By searching savvily, you’ll avoid informational scavenger hunts and get right to the prize!
Start low, go high
Nobody starts off as an expert in any subject. Rather, they study, research, and read, all the while slowly building a body of knowledge. Given this, it's beneficial to start researching with sources that will be effective based on one’s level of knowledge—I can’t crack open a book on advanced thermodynamics and expect to understand how rockets work!
Start with encyclopedias (even Wikipedia) that cater to a larger audience, and slowly work up to more advanced material. In doing so, you lower the risk of feeling overwhelmed by jumping right into complex material. It’s also useful for your own writing to see how a subject can be presented to a variety of audiences. Just be mindful of using sources that are up to date.
Start broad, go narrow
As one of my favourite books, Portuguese Irregular Verbs, demonstrates, academia can get really, really specific. There are innumerable ways you can take your research; however, it’s important to start with a broad knowledge base on your chosen subject. You need to have an understanding of the whole, before you can focus in on one part.
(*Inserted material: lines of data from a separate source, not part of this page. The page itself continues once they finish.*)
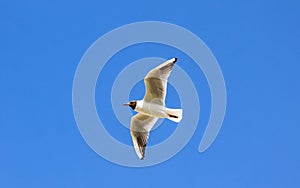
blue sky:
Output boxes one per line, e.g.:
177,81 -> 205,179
0,0 -> 300,187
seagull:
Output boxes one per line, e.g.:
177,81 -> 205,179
123,58 -> 182,160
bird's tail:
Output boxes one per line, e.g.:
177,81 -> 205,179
166,108 -> 182,123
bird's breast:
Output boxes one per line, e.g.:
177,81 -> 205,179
136,102 -> 168,118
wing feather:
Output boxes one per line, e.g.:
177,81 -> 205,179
143,58 -> 177,105
130,113 -> 158,159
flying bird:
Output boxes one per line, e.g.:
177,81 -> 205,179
124,58 -> 182,160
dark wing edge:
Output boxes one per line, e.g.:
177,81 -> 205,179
130,113 -> 158,160
144,58 -> 177,105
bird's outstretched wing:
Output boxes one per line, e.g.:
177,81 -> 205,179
130,113 -> 158,159
143,58 -> 177,105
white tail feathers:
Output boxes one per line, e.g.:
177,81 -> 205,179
166,108 -> 182,123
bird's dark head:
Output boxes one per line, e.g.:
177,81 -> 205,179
123,101 -> 136,110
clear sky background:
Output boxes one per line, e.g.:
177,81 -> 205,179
0,0 -> 300,188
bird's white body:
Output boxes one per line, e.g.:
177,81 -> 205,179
135,100 -> 169,118
124,58 -> 182,159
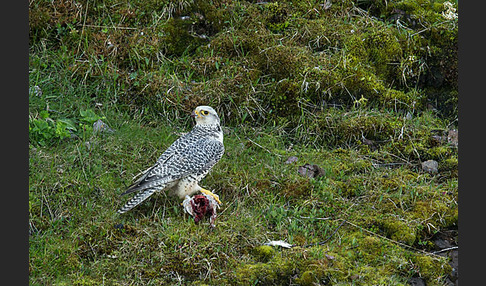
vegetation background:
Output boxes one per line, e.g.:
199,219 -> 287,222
29,0 -> 458,285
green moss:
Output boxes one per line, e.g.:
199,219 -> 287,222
296,271 -> 319,286
412,254 -> 452,283
252,245 -> 275,262
380,218 -> 416,245
235,259 -> 296,286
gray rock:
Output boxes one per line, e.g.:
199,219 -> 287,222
93,119 -> 115,133
422,160 -> 439,174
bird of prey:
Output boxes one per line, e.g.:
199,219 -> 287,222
118,106 -> 224,213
As you begin to research your topic, zoom the focus outwards. If you’re writing a paper about, say, the flowers of the Ferocactus robustus, start by looking into cacti more generally. Once you have a knowledge base, hone in your inquiry to the Ferocactus genus, and continue until you are looking into your chosen topic specifically.
Through this process, you’ll be able to contextualize your knowledge and draw comparisons that might not be possible if you focus exclusively on a minute topic!
Research now, write later
Here's a terrifying scenario: you’re halfway through writing a paper and come across research that completely refutes your argument. Or conversely, you find a fascinating topic you could have written about, but it’s too late to change now.
To avoid either scenario, complete the bulk of your research before you begin writing—have a firm idea of what you want to claim, and the sources you’ll rely upon. This will improve the overall consistency and clarity of your work, while preventing headaches later on. After all, it’s easier to change the layout of a home when you’re planning a foundation rather than when you’re building the walls.
Everyone has their own strategies to maximize their research process, and these are just a few suggestions that have worked for me. Whichever way you go about it, a well-executed process saves you time in the long run, and leads to a stronger project overall.
That being said, sometimes it’s just not possible to have extra time for a slow and thorough review of the literature. If your research period is just a few short hours the night before a paper is due, remember to keep your sources reputable and well-cited!
If you’re looking for some more assistance for all your academic needs, try AskAway. This awesome online chat resource allows users to ask real librarians questions in real time! If you prefer to ask questions face to face, you can email any of UBC's subject matter librarians to schedule an appointment.
So, get cruising on the path to a great project with some solid research!